Elijah pointed to Nathan. “Just a piece for me and my brother.” What was he doing, begging like a dog?
“Listen, son. My little boy and I have a handful of flour and a thimble of oil. I’m going home to make our last meal. See these sticks?” She patted her bundle. “By your accent, you are a Hebrew.” Her eyes found his and held them. “As sure as the Lord, your God, is alive, these sticks will make our final fire.”
She strode away, stopped, and looked over her shoulder. “You boys come along.”
Elijah spread his feet, thrust back his shoulders, and raised his voice. “Don’t you worry about a thing, ma’am. Just make a piece for me first.”
Why couldn’t he be quiet about this? Where had his manners gone? Several people stopped and glanced from Elijah to the woman, and back to Elijah.

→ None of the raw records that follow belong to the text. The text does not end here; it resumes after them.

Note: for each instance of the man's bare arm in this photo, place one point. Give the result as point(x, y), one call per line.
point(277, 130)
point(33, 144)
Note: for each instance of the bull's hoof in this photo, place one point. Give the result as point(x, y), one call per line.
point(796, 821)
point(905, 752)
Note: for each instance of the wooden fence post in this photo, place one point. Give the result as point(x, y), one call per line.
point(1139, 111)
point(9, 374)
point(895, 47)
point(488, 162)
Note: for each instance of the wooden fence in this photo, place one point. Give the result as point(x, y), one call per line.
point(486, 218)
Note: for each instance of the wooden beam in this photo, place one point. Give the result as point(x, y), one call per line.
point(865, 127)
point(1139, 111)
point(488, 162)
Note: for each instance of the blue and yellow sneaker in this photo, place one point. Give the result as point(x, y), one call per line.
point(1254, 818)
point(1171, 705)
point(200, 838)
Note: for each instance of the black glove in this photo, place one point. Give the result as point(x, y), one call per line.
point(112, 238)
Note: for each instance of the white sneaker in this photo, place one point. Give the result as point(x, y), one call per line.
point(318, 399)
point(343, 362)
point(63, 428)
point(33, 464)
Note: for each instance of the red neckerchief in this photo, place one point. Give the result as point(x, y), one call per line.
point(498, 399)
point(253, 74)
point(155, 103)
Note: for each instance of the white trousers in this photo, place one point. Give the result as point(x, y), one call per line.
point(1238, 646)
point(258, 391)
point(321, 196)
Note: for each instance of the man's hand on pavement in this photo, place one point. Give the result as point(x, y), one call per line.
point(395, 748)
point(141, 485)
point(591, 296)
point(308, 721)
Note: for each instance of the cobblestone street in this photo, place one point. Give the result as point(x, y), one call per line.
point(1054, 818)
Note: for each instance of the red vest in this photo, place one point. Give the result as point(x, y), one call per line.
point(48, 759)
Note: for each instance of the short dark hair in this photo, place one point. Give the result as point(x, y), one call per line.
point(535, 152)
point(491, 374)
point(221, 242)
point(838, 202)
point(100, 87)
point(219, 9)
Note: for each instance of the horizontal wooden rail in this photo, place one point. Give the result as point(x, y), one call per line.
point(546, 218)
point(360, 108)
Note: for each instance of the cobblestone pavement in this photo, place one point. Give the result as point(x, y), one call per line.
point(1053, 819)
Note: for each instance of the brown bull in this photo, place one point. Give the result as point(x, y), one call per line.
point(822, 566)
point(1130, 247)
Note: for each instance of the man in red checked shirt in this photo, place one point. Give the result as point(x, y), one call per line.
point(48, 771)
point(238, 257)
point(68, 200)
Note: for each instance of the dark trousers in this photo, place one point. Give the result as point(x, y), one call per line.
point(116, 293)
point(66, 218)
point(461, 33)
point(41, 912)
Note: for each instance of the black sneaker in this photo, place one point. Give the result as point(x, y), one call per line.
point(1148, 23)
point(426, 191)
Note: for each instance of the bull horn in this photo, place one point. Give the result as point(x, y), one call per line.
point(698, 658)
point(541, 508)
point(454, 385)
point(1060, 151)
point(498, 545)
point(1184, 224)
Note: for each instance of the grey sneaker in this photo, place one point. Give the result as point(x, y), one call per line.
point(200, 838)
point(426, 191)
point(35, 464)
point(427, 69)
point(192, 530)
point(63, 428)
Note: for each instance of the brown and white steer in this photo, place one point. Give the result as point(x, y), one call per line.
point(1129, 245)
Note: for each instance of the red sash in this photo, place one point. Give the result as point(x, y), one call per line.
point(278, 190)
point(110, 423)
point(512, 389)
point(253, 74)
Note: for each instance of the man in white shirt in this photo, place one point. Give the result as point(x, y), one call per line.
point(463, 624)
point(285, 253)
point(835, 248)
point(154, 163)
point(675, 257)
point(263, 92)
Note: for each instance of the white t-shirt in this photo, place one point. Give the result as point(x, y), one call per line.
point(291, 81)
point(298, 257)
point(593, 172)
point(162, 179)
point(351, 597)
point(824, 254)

The woman turned and opened a slow smile.
He returned her smile and pointed to Nathan standing next to the gate pillar. “And a piece for my brother, ma’am.” Dad would be so ashamed of him.
The gawkers eyed Elijah. They edged a step closer to this foreigner who begged from a woman of wealth who claimed she was starving. Two soldiers marched out to the open doors of the gate. Whatever this brief show meant, the city was about to close for the night.
Elijah stood on the balls of his feet and raised his chin. “After bread for me and my brother, bake up a storm for you and your little boy because this is what’s going to happen.” Forget the onlookers. He raised his voice. “That handful of flour? That thimble of oil? The Lord says they’re going to last and last and last. Ma’am, you’re going to be pouring that oil and sifting that flour and baking that bread until the Lord sends rain on this land.”
Mouths opened, and people stepped away.
The woman shook her head. “Guess I’ve heard everything now.” She walked off, and the spectators melted into the crowd.
Elijah swung around. “Nathan?” Twilight would soon touch the sky, not the time to lose track of his brother.
Eyes down and arms tucked close to his sides, Nathan inched out from behind the pillar.
Elijah pursed his lips. At least in Jabesh, Nathan could hide behind Balak and Baalam.
“Stick with me, Nate.” Such a gracious lady. Had he really said that about flour and oil? He pushed into the crowd and followed the woman through the city gate.